6. Question Eggs, lolly sticks, dice.
These plastic eggs are an excellent way to start discussion or to consolidate learning. You can have separate topic areas or main points / tasks to do with the lesson in each one, or allow learners to try to find out who has the answer to the question in their egg. They are great for revisiting a previous lesson or using as part of a plenary session. There are many uses for them.
Lolly sticks are excellent for selecting names, questions or tasks at random. Learners can also use these in peer teaching by creating their own tasks or questions for each other. The dice are a quick, easy (can be noisy but productive!) way to allow for random tasks or explanations relating to their learning or what they feel they have learned or understood in your lesson. Each number they throw is matched to a task or idea about the topic or their learning (generally that day), and displayed on a screen in the room.
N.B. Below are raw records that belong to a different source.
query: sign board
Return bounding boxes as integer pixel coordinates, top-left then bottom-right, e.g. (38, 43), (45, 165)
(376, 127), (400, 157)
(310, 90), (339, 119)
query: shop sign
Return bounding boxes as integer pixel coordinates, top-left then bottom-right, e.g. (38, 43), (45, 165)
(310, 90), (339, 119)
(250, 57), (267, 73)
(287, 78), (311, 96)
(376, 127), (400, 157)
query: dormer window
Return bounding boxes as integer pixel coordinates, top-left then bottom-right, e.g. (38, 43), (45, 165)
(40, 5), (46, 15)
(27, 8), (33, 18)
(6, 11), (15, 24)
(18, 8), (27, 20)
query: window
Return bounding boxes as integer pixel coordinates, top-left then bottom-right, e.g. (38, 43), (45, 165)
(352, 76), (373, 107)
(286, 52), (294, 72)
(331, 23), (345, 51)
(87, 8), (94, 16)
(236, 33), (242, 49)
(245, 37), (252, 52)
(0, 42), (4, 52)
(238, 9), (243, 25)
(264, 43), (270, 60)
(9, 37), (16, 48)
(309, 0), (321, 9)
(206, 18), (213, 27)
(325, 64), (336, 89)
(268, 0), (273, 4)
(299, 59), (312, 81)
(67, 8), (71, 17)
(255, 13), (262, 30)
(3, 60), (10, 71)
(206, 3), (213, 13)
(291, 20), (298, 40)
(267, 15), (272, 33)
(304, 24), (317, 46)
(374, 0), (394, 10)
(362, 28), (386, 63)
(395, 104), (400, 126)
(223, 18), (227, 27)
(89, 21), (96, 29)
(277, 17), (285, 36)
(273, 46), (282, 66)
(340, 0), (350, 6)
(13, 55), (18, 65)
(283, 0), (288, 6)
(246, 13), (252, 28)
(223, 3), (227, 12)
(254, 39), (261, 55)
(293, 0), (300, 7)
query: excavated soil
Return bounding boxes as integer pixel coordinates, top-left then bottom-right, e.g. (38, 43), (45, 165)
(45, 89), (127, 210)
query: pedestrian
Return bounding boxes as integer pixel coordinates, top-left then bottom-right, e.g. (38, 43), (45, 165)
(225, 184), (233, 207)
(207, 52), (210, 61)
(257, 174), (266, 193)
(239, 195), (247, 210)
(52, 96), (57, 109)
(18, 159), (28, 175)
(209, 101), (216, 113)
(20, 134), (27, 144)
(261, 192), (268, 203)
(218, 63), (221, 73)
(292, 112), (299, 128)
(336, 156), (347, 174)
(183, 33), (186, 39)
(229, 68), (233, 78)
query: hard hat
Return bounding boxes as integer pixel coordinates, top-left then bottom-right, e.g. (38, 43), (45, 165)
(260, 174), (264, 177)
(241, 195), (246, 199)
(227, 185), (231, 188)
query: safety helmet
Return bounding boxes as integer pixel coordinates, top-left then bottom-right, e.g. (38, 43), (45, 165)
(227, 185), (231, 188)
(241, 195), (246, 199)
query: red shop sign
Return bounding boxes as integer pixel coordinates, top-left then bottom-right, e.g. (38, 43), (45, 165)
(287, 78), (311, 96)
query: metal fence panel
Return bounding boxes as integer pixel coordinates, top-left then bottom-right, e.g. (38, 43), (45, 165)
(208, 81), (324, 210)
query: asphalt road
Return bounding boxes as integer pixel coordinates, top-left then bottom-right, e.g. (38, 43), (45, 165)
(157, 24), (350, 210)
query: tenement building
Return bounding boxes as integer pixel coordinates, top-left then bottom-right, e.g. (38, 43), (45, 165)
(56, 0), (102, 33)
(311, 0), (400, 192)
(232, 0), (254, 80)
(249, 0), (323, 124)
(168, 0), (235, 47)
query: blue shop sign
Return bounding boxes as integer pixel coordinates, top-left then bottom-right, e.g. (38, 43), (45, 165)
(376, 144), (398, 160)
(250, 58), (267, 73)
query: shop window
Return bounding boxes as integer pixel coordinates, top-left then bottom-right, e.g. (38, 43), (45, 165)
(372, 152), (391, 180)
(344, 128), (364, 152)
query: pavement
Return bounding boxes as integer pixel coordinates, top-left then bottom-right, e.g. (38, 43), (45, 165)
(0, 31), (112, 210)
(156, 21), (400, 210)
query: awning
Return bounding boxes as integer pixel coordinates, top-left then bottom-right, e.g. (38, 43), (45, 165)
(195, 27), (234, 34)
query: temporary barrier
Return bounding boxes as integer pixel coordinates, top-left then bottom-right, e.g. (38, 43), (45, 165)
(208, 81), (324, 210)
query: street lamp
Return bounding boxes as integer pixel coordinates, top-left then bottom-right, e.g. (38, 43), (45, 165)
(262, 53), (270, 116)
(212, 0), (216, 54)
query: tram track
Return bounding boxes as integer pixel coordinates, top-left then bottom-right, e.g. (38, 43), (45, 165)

7. Giant and miniature playing cards.
Because they are plastic-coated, my playing cards can be used with different classes for different tasks. The class can have access to a list of questions or activities related to their learning which matches every card in a pack. Learners can select a card at random from the pile and try to win the point. With giant cards, this can be a whole-class starter activity or a group competition at the end of class. Gradually, you can build up many sets of topic areas for the pack of cards, and use them as revision or with future learners. Learners can also create their own questions or tasks and let different groups try them. Small packs of cards can be used if you want lots of smaller groups to try the game for different topics.
I have used throwing beanbags or balls many times in the classroom for a range of quick, easy learning games. Once the class is used to getting into a large circle with you or another learner in the middle, you can have smaller groups playing the game. One person in the middle calls the question then quickly swaps with the person who answers.
9. Music: Mix-freeze-pair.
Music is a fantastic way to relax learning or to inject a bit of energy and movement into a class. I often facilitate mix-freeze-pair, which is one of many superb cooperative learning activities. Get the class walking around the room (even in limited space this works well if you set the ground rules) and choose a good song. When the music stops, they have to pair up and say something they have learned, answer a question or recall a fact or point of learning from the last lesson. When the music starts again, they must move again and form a different pair next time – not friendship pairs only!
10. Sum up your learning.
During the plenary or at the end of the class, I have often used a box of very random objects to allow learners to select and explain which one best represents their learning that day. This is fun, gets them thinking abstractly, and allows them to explain their own thinking. It really can be any object you have lying around, and a small box is easy to store and pull out of a cupboard / from under a desk. It is amazing what they can come up with, and is an education for the teacher as much as the learner. This can also be done with pictures on a screen, post-it notes, or song choices. Pupils can even draw their understanding on a Show-me Board. However, learners of all ages seem to like colourful, tactile objects, and this usually provides the most fun and inspires more questions from those around them.
These are but a few examples. The truth is, we do not have to be magicians to make magic, and we do not have to do all of these things all of the time. Be that teacher who cares, is enthusiastic, is a risk-taker and who listens. Wear your magic cloak of non-conformity and work with, not for your learners. Paint your teaching with a pallet of variety and sparkle. Be a learning listener. To make a difference is to be that teacher. That teacher is you.